The reporting of this recent incident brings to mind the heavily publicized death, caught on film and repeatedly shown around the world, of twelve year old Mohammed Al Dura from Israeli fire September 30, 2000, near the beginning of the terrorist offensive launched by the Palestinian Arabs after rejecting peace at Camp David. His apparent death was used to fan the flames of the Palestinian Arab anger towards Israel.
Only later, and little reported, did careful investigations cast doubt on whether the incident occurred at all or was simply an elaborate hoax. Reenactments based on the film indicated it was highly unlikely that any fire from Israeli positions could have reached the youngster, so that if Al Dura was killed he was almost certainly killed by Palestinian Arab bullets rather than Israeli fire.

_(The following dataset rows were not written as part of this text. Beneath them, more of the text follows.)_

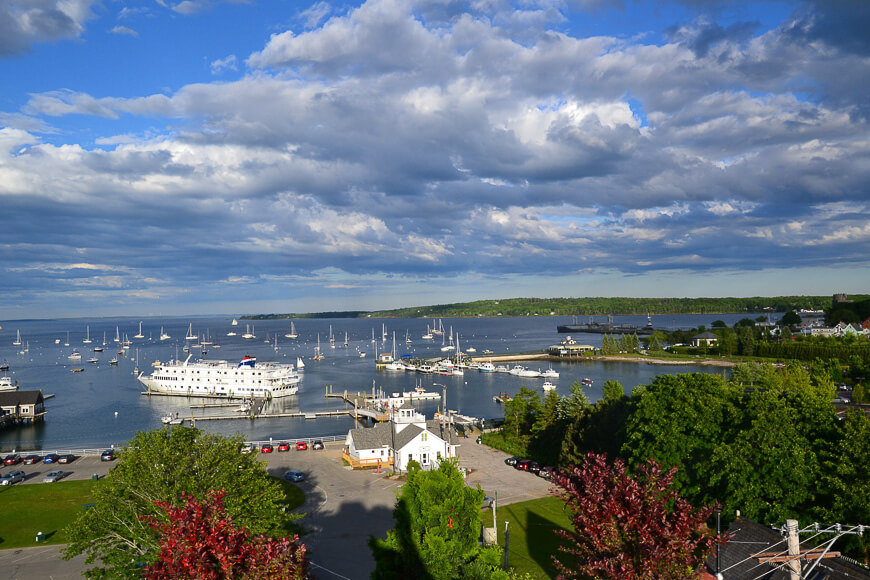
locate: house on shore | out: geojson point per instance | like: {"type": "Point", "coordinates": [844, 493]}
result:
{"type": "Point", "coordinates": [704, 339]}
{"type": "Point", "coordinates": [407, 436]}
{"type": "Point", "coordinates": [21, 407]}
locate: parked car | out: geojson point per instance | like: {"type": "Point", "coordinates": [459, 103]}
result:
{"type": "Point", "coordinates": [294, 475]}
{"type": "Point", "coordinates": [12, 477]}
{"type": "Point", "coordinates": [546, 472]}
{"type": "Point", "coordinates": [53, 476]}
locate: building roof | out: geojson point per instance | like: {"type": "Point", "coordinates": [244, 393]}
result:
{"type": "Point", "coordinates": [748, 538]}
{"type": "Point", "coordinates": [372, 437]}
{"type": "Point", "coordinates": [13, 398]}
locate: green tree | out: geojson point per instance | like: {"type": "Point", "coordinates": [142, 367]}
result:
{"type": "Point", "coordinates": [679, 420]}
{"type": "Point", "coordinates": [159, 466]}
{"type": "Point", "coordinates": [520, 413]}
{"type": "Point", "coordinates": [613, 391]}
{"type": "Point", "coordinates": [790, 318]}
{"type": "Point", "coordinates": [438, 523]}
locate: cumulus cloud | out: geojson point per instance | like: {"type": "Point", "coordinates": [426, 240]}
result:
{"type": "Point", "coordinates": [24, 23]}
{"type": "Point", "coordinates": [410, 139]}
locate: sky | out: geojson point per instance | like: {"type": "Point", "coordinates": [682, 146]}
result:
{"type": "Point", "coordinates": [165, 157]}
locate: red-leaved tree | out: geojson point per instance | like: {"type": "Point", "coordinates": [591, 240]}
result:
{"type": "Point", "coordinates": [200, 541]}
{"type": "Point", "coordinates": [629, 527]}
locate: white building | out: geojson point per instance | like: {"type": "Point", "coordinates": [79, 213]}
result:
{"type": "Point", "coordinates": [407, 436]}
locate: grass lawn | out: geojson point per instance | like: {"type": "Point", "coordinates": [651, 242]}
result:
{"type": "Point", "coordinates": [40, 507]}
{"type": "Point", "coordinates": [532, 537]}
{"type": "Point", "coordinates": [49, 507]}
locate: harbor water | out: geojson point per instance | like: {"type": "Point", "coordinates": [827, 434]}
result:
{"type": "Point", "coordinates": [104, 404]}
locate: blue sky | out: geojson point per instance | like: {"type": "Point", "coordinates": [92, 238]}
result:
{"type": "Point", "coordinates": [165, 157]}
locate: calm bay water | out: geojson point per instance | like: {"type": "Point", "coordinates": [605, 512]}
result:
{"type": "Point", "coordinates": [103, 405]}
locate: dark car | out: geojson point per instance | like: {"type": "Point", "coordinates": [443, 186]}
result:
{"type": "Point", "coordinates": [294, 476]}
{"type": "Point", "coordinates": [547, 472]}
{"type": "Point", "coordinates": [12, 477]}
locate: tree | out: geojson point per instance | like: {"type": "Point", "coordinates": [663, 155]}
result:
{"type": "Point", "coordinates": [520, 413]}
{"type": "Point", "coordinates": [158, 466]}
{"type": "Point", "coordinates": [629, 528]}
{"type": "Point", "coordinates": [613, 391]}
{"type": "Point", "coordinates": [200, 541]}
{"type": "Point", "coordinates": [438, 523]}
{"type": "Point", "coordinates": [790, 318]}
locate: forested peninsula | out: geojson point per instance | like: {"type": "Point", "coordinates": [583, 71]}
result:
{"type": "Point", "coordinates": [593, 306]}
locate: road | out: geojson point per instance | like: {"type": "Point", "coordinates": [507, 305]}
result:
{"type": "Point", "coordinates": [342, 508]}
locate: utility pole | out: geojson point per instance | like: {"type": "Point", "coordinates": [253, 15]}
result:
{"type": "Point", "coordinates": [794, 550]}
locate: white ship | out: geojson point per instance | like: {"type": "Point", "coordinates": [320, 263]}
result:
{"type": "Point", "coordinates": [220, 378]}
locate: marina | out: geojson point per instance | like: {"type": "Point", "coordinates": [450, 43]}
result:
{"type": "Point", "coordinates": [103, 403]}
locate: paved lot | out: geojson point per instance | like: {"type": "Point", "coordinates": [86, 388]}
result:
{"type": "Point", "coordinates": [342, 508]}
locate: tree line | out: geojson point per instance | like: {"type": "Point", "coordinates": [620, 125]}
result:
{"type": "Point", "coordinates": [767, 442]}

The truth about the Hamas-caused deaths on the Gaza beach hasn't led Mahmoud Abbas to apologize for falsely accusing Israel of war crimes; nor has it led Hamas to end its barrage of Kassam missiles aimed at Sderot or even take back its assertion "we have decided to make Sderot a ghost town." Nor have the revelations about the lack of truth in claims about the alleged death of Mohammed Al Dura and the lack of any massacre at Jenin prevented the Palestinian Arabs from using those non-events to inflame their populace.
We in America should be more discerning and learn the obvious lesson: news about terrible Israeli actions or "war crimes" must be viewed with skepticism, since it's likely to be baseless.